Bayesian network enables probabilistic DIC staging (non-overt vs. overt) with 6-hour early warning — identifying consumption before coagulation panels alarm.
| Metric | Score | |
|---|---|---|
| DIC Prediction | 91.7% | |
| TTP / HUS Flagging | 88.4% | |
| HIT Detection | 85.9% | |
| Pseudo-TCP ID | 97.3% |
EDTA-dependent pseudothrombocytopenia accounts for ~17% of low platelet flags. Engine 05 eliminates this artifact while providing coagulopathy risk stratification hours before traditional panels alarm.

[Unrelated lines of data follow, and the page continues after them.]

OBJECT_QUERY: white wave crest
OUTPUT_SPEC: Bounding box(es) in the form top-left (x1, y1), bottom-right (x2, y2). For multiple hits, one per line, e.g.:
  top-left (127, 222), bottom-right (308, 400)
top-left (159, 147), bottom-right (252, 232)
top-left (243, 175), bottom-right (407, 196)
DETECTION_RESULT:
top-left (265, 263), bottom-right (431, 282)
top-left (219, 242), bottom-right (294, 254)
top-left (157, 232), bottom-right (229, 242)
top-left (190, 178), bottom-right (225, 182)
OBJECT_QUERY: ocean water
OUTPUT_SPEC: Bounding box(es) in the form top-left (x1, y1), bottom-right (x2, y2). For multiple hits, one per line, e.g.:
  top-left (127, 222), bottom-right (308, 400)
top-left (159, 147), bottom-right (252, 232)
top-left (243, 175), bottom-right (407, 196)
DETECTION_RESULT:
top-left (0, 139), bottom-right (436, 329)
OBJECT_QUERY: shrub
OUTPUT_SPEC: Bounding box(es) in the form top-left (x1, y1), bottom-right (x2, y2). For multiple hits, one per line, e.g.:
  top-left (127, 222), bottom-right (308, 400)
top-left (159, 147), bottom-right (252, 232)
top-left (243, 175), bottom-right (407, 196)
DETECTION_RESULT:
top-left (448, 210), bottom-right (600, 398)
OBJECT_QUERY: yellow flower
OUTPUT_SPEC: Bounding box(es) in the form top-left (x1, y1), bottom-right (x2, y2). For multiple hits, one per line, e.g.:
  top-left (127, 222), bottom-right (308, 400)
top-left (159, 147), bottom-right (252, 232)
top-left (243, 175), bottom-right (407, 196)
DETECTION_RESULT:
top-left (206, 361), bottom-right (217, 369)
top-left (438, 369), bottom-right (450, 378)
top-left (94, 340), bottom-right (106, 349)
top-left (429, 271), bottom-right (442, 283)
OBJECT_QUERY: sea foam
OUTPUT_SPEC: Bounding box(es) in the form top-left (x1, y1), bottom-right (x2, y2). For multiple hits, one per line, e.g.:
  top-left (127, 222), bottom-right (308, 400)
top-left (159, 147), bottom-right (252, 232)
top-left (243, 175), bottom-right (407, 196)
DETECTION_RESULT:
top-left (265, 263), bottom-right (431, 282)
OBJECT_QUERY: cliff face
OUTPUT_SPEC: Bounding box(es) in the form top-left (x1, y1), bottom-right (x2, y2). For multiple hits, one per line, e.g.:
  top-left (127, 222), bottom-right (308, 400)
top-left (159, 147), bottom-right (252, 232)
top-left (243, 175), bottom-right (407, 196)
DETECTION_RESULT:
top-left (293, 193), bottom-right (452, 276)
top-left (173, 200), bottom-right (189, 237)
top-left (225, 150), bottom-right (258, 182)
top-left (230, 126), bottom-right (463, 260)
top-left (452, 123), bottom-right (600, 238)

Before the culture returns — the CBC already holds the answer.
Bacterial: neutrophilia + left shift + toxic changes (heavy granulation, Döhle bodies, vacuolization). Viral: lymphocytosis + reactive morphology + relative neutropenia. Engine quantifies a continuous bacterial–viral probability spectrum for mixed and atypical presentations.
Pre-culture bacterial probability score guides empiric therapy — reducing unnecessary antibiotic exposure for viral infections while ensuring rapid coverage for bacterial processes. Integrates with Sentinel Sepsis when severity scores exceed threshold for seamless escalation.
| Metric | Score | |
|---|---|---|
| Bacterial vs. Viral | 92.3% | |
| Severity Prediction | 94.6% | |
| Left-Shift Detection | 96.8% | |
| Parasitic Pattern | 87.2% |
Cultures take 24–72 hours. Engine 06 provides probabilistic pathogen typing from CBC alone — guiding antibiotic stewardship at maximum clinical uncertainty.
A non-invasive window into marrow function — reading production stress without aspiration.
RPI reflects erythroid output, IG fraction indicates myeloid activity, IPF mirrors megakaryopoietic stress. Combined with Engine 02 dysplasia scoring, the system generates a multi-lineage marrow health report — confirming biopsy need or providing confidence to defer.
| Metric | Score | |
|---|---|---|
| MDS Flagging | 89.6% | |
| Marrow Failure | 91.2% | |
| Engraftment Prediction | 87.8% | |
| Biopsy Recommendation | 92.4% |
Engine 07 identifies patients who genuinely require biopsy while sparing those with sufficient peripheral blood clarity. Real-time engraftment monitoring enables precision-timed growth factor and transfusion support.
A single CBC is a photograph. A series is a motion picture. This engine reads the film.
LSTM captures long-range dependencies (gradual hemoglobin decline over months → occult GI loss). Temporal CNN detects acute changes (sudden platelet drops → consumption). Time-aware attention handles variable intervals while preserving historical value.
| Metric | Score | |
|---|---|---|
| Trend Detection | 93.1% | |
| Change-Point Accuracy | 90.7% | |
| 7-Day Forecast | 88.3% | |
| Relapse Prediction | 86.9% | |
| Crisis Prediction | 84.5% |
Engine 08 transforms hematological monitoring from snapshots to predictive trajectories — detecting drift before crisis and forecasting where counts are heading, not only where they are.